In einem Hörsaal der Universität Hamburg: Ein Mann singt ein alevitisches Lied und begleitet sich selbst auf der türkischen Langhalslaute Bağlama. Diese Musik steht in direktem Zusammenhang mit der Antrittsvorlesung der Juniorprofessorin Handan Aksünger in alevitischer Theologie. Ein Lehrstuhl dafür wurde weltweit zum ersten Mal eingerichtet. Die Heimat der Aleviten ist die Türkei. Der Staat erkennt den Glauben der 20 Millionen Menschen aber nicht an, denn er betrachtet ihn als Teil des Islam. In Deutschland leben schätzungsweise 700.000 Aleviten, sie sind hier als Glaubensgemeinschaft anerkannt. Die Bağlama und die geistlichen Lieder, die bei diesem festlichen akademischen Ereignis vorgetragen werden, sind ein fester Bestandteil des Alevitentums. Über die Dichtung und die musikalischen Gebete wurden die Glaubensinhalte Jahrhunderte lang tradiert. Handan Aksünger stellt deswegen einige Verse des alevitischen Dichters und Barden Meluli in deutscher Übersetzung ihrer Vorlesung voran.
"Gott ist uns näher als wir uns selbst. Du brauchst nicht in die Ferne zu gehen, um dies zu sehen. Öffne deine Augen und erblicke den Menschen. Sei wachsam und geh mit dem Einklang. Verlasse nicht die wahre Perle im Menschen und gehe nicht in die Wildnis. Das ist das Wort der vier Bücher. Das ist der Kern der Wahrheit. Das ist die Spur der Wirklichkeiten. Verlasse diesen Weg nicht. Ich bin Meluli, äußerlich ein Mensch; innerlich die verborgene Wahrheit Gott."
Vierzig Stufen zur Vervollkommnung des Menschen
Die 36-jährige Professorin Aksünger beginnt ihre Vorlesung aus zwei Gründen mit diesem Gedicht. Sie verweist damit auf die Methode und den Inhalt ihrer zukünftigen Beschäftigung mit der alevitischen Theologie.
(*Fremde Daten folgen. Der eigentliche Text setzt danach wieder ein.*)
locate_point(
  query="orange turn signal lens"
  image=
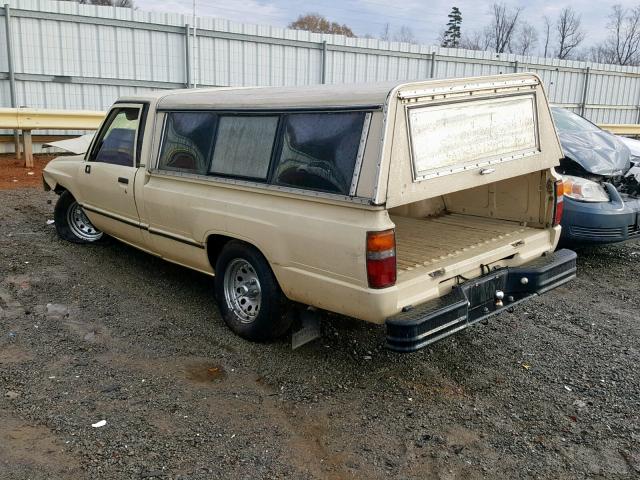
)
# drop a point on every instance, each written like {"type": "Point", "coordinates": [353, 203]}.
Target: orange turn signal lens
{"type": "Point", "coordinates": [381, 241]}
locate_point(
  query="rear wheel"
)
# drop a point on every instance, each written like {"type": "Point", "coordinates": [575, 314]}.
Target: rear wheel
{"type": "Point", "coordinates": [250, 299]}
{"type": "Point", "coordinates": [72, 223]}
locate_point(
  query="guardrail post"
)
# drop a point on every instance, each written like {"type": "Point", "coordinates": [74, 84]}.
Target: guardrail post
{"type": "Point", "coordinates": [585, 90]}
{"type": "Point", "coordinates": [187, 55]}
{"type": "Point", "coordinates": [432, 73]}
{"type": "Point", "coordinates": [28, 148]}
{"type": "Point", "coordinates": [323, 74]}
{"type": "Point", "coordinates": [12, 74]}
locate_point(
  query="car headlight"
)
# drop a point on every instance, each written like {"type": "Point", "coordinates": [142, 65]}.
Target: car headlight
{"type": "Point", "coordinates": [584, 190]}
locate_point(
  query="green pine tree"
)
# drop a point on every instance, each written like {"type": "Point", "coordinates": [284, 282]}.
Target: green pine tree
{"type": "Point", "coordinates": [452, 34]}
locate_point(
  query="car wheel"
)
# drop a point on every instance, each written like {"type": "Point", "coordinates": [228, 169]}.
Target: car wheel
{"type": "Point", "coordinates": [250, 299]}
{"type": "Point", "coordinates": [71, 222]}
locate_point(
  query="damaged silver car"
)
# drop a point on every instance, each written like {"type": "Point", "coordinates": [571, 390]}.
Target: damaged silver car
{"type": "Point", "coordinates": [601, 191]}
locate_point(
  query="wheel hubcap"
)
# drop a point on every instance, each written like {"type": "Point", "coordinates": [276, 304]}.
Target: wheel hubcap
{"type": "Point", "coordinates": [80, 225]}
{"type": "Point", "coordinates": [242, 290]}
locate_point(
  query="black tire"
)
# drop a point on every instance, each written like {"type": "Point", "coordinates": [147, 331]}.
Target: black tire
{"type": "Point", "coordinates": [271, 321]}
{"type": "Point", "coordinates": [61, 213]}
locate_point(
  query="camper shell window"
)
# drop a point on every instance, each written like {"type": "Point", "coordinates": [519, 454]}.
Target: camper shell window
{"type": "Point", "coordinates": [313, 150]}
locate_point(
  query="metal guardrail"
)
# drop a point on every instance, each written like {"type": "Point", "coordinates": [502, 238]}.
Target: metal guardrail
{"type": "Point", "coordinates": [27, 119]}
{"type": "Point", "coordinates": [621, 129]}
{"type": "Point", "coordinates": [41, 119]}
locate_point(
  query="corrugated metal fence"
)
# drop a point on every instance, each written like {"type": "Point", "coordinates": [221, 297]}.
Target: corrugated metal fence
{"type": "Point", "coordinates": [72, 56]}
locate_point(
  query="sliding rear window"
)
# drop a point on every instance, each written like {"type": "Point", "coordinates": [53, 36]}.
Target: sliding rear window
{"type": "Point", "coordinates": [188, 138]}
{"type": "Point", "coordinates": [319, 151]}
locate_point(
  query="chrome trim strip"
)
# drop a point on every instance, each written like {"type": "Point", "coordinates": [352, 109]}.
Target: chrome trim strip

Methodisch bilden die Gedichte und Gebete eine der Hauptsäulen der Quellen des Alevitentums. Das Alevitentum ist keine Buchreligion. Es stellt den Menschen ins Zentrum. Der Mensch selbst ist das Buch, das es zu lesen und verstehen gilt, sagt der Glaube. Die Aleviten bezeichnen ihren Glauben nicht als Religion, sondern als einen Weg – den Weg zur Vervollkommnung des Menschen. Dieser Weg führt über vier spirituelle Stadien und 40 Stufen. Handan Aksünger:
"Das erste ist das Şeriat-Tor: Es sind die grundlegenden Regeln des Zusammenlebens zu lernen – nicht zu verwechseln mit dem Scharia-Verständnis. Zweitens, das Tarikat-Tor: Es ist der mystische Pfad, auf den man sich begibt, indem man diese rituellen Beziehungen eingeht. Und es ist ein Weg von außen nach innen, um im dritten Tor die Fähigkeit zur Erkenntnis zu erlangen, d.h. auch Wissen anzueignen, um die Wahrheit zu erreichen. Dies bedeutet, dass jeder und jede Person miteinander verbunden und ein Teil des Ganzen ist."
Diese Wahrheit ist das vierte Tor und das Ziel des Weges. Der Prozess der Vervollkommnung wird im alevitischen Glauben im Diesseits angestrebt. Jenseitsvorstellungen spielen kaum eine Rolle. Das Paradies oder die Hölle kann der Mensch abhängig von seinen Handlungen im Hier und Jetzt erleben. Auf dem spirituellen Weg müssen ethisch-moralische Verhaltensregeln befolgt werden. Alle Aleviten kennen sie zusammengefasst in einer Maxime: "Beherrsche deine Hand, deine Zunge und deine Lenden".
Handan Aksünger, die Ethnologie studiert hat, erklärt sie ihren nicht-alevitischen Hörern unter den 500 Gästen im Hörsaal.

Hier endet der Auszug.